The military says the involuntary retention of troops was fully authorized by an executive order signed Sept. 14, 2001, by President Bush.

Attorneys for the soldiers, however, say the 9/11 commission’s report that found no “collaborative operational relationship” between Iraq and al-Qaida means deployment to Iraq is not covered by an executive order written in response to 9/11. They argue additionally that the executive order doesn’t cover “nation-building,” and that in the absence of a declaration of war by Congress, an involuntary call is a violation of the National Guard enlistment contract.

Joshua Sondheimer, a San Francisco attorney who is handling these cases, said he expects the federal District Court in Sacramento to hear the request for a preliminary injunction within five weeks. He points to a law that says National Guard members can’t be kept in federal service beyond their period of enlistment.

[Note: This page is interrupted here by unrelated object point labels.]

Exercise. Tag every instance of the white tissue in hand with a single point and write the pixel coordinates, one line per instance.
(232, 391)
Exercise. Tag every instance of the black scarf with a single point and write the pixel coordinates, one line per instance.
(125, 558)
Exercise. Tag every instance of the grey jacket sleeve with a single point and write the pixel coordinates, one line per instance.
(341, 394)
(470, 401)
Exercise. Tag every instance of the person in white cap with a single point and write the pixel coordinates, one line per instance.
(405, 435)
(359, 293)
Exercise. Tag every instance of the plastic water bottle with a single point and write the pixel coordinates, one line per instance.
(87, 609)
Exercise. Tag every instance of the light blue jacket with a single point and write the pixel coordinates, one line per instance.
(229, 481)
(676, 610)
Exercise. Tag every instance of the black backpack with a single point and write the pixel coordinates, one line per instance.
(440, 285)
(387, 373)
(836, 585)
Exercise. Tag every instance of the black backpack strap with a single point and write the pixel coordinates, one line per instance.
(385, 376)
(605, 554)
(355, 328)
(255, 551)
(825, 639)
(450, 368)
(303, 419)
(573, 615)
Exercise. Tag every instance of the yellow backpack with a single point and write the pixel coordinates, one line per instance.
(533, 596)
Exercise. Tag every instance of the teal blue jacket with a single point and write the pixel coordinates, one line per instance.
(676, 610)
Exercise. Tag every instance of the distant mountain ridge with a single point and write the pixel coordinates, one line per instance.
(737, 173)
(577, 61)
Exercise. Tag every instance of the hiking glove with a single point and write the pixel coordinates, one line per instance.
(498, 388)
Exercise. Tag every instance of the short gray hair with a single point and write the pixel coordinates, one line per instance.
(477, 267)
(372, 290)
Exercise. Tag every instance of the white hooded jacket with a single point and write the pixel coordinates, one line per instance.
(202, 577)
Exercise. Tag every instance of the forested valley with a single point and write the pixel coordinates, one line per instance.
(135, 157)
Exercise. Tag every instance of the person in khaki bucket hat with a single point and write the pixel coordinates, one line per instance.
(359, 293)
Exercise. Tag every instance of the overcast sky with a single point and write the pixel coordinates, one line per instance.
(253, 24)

Many people have deplored the fact that stop-loss orders amount to a “backdoor draft” that permits the government to avoid the consequences of their overly ambitious foreign policy by forcing those who have already fulfilled their military commitment to serve longer.

Although it would be foolish to predict how a court will rule, this case suggests the policy may be not only objectionable, but illegal. The case raises the issue that the U.S. Constitution gives Congress — not the president acting unilaterally — the power to declare war. That check on executive power has been ignored for too long.

If “John Doe” wins this case it will probably open the legal floodgates for other soldiers to challenge stop-loss orders. That would be healthy. It is important for a country that claims to be fighting in part for the rule of law to do so in ways that uphold rather than undermine the rule of law.